View original report →The November 2023 inspection identified 10 violations including missing fire drill documentation, open electrical junction boxes, obstructed sprinklers, non-functional emergency lighting, missing carbon monoxide detectors in laundry room, and fire alarm circuit breaker lacking required lock. These violations represent a pattern of maintenance and compliance gaps affecting safety systems but without immediate life-threatening conditions. The facility responded appropriately, with all violations corrected by the January 2024 follow-up inspection, demonstrating good corrective action and commitment to achieving full compliance within approximately 6 weeks.

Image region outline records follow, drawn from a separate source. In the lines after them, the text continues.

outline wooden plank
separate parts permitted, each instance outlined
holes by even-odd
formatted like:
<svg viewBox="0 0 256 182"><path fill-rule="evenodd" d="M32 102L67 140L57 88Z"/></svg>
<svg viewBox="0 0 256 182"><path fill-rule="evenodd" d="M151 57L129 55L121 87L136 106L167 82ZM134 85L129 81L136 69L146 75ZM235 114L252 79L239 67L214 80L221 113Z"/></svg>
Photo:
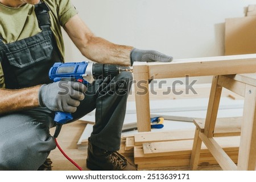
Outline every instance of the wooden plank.
<svg viewBox="0 0 256 182"><path fill-rule="evenodd" d="M134 147L134 137L127 137L125 141L125 150L133 150Z"/></svg>
<svg viewBox="0 0 256 182"><path fill-rule="evenodd" d="M242 120L242 117L217 118L213 136L214 137L240 136ZM205 120L197 119L194 121L194 123L196 127L199 128L200 132L203 133Z"/></svg>
<svg viewBox="0 0 256 182"><path fill-rule="evenodd" d="M222 87L218 84L218 76L213 77L204 132L208 137L213 136L216 120Z"/></svg>
<svg viewBox="0 0 256 182"><path fill-rule="evenodd" d="M148 63L148 76L154 79L229 75L255 73L256 54L216 56L185 60L172 62Z"/></svg>
<svg viewBox="0 0 256 182"><path fill-rule="evenodd" d="M225 151L237 151L240 145L240 136L216 137L215 139ZM193 139L178 141L145 143L143 144L145 157L177 154L191 154ZM202 143L201 153L209 152Z"/></svg>
<svg viewBox="0 0 256 182"><path fill-rule="evenodd" d="M201 147L202 140L199 137L200 130L198 127L195 132L194 140L191 152L191 157L189 161L189 166L192 170L196 170L199 163L200 155L201 154Z"/></svg>
<svg viewBox="0 0 256 182"><path fill-rule="evenodd" d="M154 115L154 114L150 115L151 117L155 117L158 116L159 116L159 115ZM172 121L193 122L194 120L197 119L196 118L191 117L171 116L166 115L161 115L160 116L163 117L164 118L164 120L172 120Z"/></svg>
<svg viewBox="0 0 256 182"><path fill-rule="evenodd" d="M228 153L234 162L237 162L238 153L238 150ZM146 158L142 146L134 147L134 163L138 165L147 164L147 167L188 166L189 164L190 158L191 155L189 154ZM199 165L215 164L217 164L217 162L210 153L207 153L201 154L199 164Z"/></svg>
<svg viewBox="0 0 256 182"><path fill-rule="evenodd" d="M232 77L232 75L229 75ZM245 83L238 82L229 77L220 75L218 84L228 89L239 95L245 96Z"/></svg>
<svg viewBox="0 0 256 182"><path fill-rule="evenodd" d="M213 138L208 138L203 133L199 133L199 137L224 170L237 170L236 164ZM230 142L228 139L227 140L228 142Z"/></svg>
<svg viewBox="0 0 256 182"><path fill-rule="evenodd" d="M238 169L254 170L256 162L256 87L246 85Z"/></svg>
<svg viewBox="0 0 256 182"><path fill-rule="evenodd" d="M143 132L134 135L135 145L143 143L192 139L195 129L183 129L162 132Z"/></svg>
<svg viewBox="0 0 256 182"><path fill-rule="evenodd" d="M236 81L256 86L256 73L237 74L235 75L226 75Z"/></svg>
<svg viewBox="0 0 256 182"><path fill-rule="evenodd" d="M136 111L138 131L150 132L150 109L148 93L148 71L146 62L139 62L133 66L134 90L135 92Z"/></svg>

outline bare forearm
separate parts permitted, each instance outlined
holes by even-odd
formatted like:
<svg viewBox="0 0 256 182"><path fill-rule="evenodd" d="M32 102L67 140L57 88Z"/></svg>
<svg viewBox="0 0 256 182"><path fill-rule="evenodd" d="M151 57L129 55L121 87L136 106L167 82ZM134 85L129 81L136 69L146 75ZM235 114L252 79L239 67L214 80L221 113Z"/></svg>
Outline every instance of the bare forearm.
<svg viewBox="0 0 256 182"><path fill-rule="evenodd" d="M81 52L84 56L96 62L129 66L132 49L131 46L114 44L102 38L93 36Z"/></svg>
<svg viewBox="0 0 256 182"><path fill-rule="evenodd" d="M35 86L20 90L0 89L0 115L38 107L39 87Z"/></svg>
<svg viewBox="0 0 256 182"><path fill-rule="evenodd" d="M132 46L113 44L95 36L78 15L71 18L64 28L81 53L88 58L100 63L130 65Z"/></svg>

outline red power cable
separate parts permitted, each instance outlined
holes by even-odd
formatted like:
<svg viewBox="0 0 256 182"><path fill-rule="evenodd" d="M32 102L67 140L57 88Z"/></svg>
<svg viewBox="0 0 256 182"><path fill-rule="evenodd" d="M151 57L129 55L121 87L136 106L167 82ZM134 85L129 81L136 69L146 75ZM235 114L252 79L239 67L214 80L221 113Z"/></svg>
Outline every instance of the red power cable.
<svg viewBox="0 0 256 182"><path fill-rule="evenodd" d="M61 151L61 153L63 154L64 156L68 160L69 160L73 164L74 164L79 170L82 171L82 169L81 167L79 166L75 161L73 161L72 159L71 159L62 150L62 149L60 147L60 145L59 145L58 142L57 142L57 138L55 138L54 139L55 140L56 145L57 145L57 147L58 147L59 150Z"/></svg>

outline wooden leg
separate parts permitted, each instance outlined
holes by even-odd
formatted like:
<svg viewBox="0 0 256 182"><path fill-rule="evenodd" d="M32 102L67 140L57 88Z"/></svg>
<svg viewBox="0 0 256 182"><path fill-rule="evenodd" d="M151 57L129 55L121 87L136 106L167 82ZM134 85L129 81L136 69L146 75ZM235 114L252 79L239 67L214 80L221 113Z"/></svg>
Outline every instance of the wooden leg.
<svg viewBox="0 0 256 182"><path fill-rule="evenodd" d="M255 170L256 161L256 87L247 84L237 167Z"/></svg>
<svg viewBox="0 0 256 182"><path fill-rule="evenodd" d="M134 88L139 132L150 132L150 109L148 93L148 69L146 62L136 62L133 65Z"/></svg>
<svg viewBox="0 0 256 182"><path fill-rule="evenodd" d="M191 157L190 159L190 167L192 170L196 170L199 162L201 146L202 145L202 140L199 137L199 129L196 128L196 132L195 133Z"/></svg>
<svg viewBox="0 0 256 182"><path fill-rule="evenodd" d="M208 107L204 126L204 133L207 137L212 137L218 113L218 105L222 87L218 84L218 76L214 76L212 82Z"/></svg>

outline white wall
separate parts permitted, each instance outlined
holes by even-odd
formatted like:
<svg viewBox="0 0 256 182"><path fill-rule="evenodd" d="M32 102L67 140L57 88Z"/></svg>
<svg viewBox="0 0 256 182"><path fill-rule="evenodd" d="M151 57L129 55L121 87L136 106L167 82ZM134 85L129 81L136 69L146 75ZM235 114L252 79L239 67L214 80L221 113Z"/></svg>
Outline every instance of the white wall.
<svg viewBox="0 0 256 182"><path fill-rule="evenodd" d="M245 16L253 0L72 0L98 36L175 59L224 53L225 18ZM67 61L85 58L65 36ZM208 82L209 78L201 78Z"/></svg>

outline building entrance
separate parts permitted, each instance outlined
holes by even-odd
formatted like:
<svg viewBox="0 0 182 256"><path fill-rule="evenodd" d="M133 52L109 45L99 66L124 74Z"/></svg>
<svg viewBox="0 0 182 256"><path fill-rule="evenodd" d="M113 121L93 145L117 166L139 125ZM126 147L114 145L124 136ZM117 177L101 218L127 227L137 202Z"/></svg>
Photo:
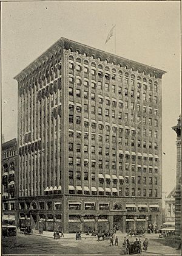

View original report →The January 2023 inspection identified 11 fire safety violations including combustible storage in exit stairways, missing electrical panel covers, lack of required testing documentation for fire doors and dampers, misaligned kitchen fire suppression equipment, non-functional emergency lighting at 13 locations, non-functional exit signs, incomplete fire extinguisher maintenance, and missing fire drill records across all three shifts. The facility responded appropriately by correcting all violations within approximately 2.5 months, as confirmed by the April 2023 follow-up inspection showing full compliance. While the violations were numerous and affected critical life-safety systems (egress lighting, fire suppression, emergency exits), none caused actual resident harm and the facility demonstrated good corrective action through timely remediation of all deficiencies within a reasonable timeframe without requiring enforcement escalation beyond disapproval status until compliance was achieved, though the pattern of missing documentation suggests underlying operational gaps in preventive maintenance systems that were subsequently addressed through the corrective action process leading to full approval in April 2023 after comprehensive remediation efforts across multiple building systems and procedural improvements in safety documentation practices facility-wide addressing both physical infrastructure deficiencies and administrative compliance shortcomings systematically identified during the comprehensive state fire marshal inspection process requiring coordinated response across maintenance operations staff training emergency preparedness protocols equipment testing procedures resulting in successful resolution of all cited violations within the designated reinspection timeframe demonstrating organizational commitment to regulatory compliance and resident safety through allocation of appropriate resources and management attention to fire protection requirements ultimately restoring facility approval status through documented verification of corrective actions by state fire marshal reinspection confirming sustained compliance with applicable fire safety codes and standards governing residential care occupancies in Washington State jurisdictional oversight framework administered by Fire Protection Bureau enforcement protocols.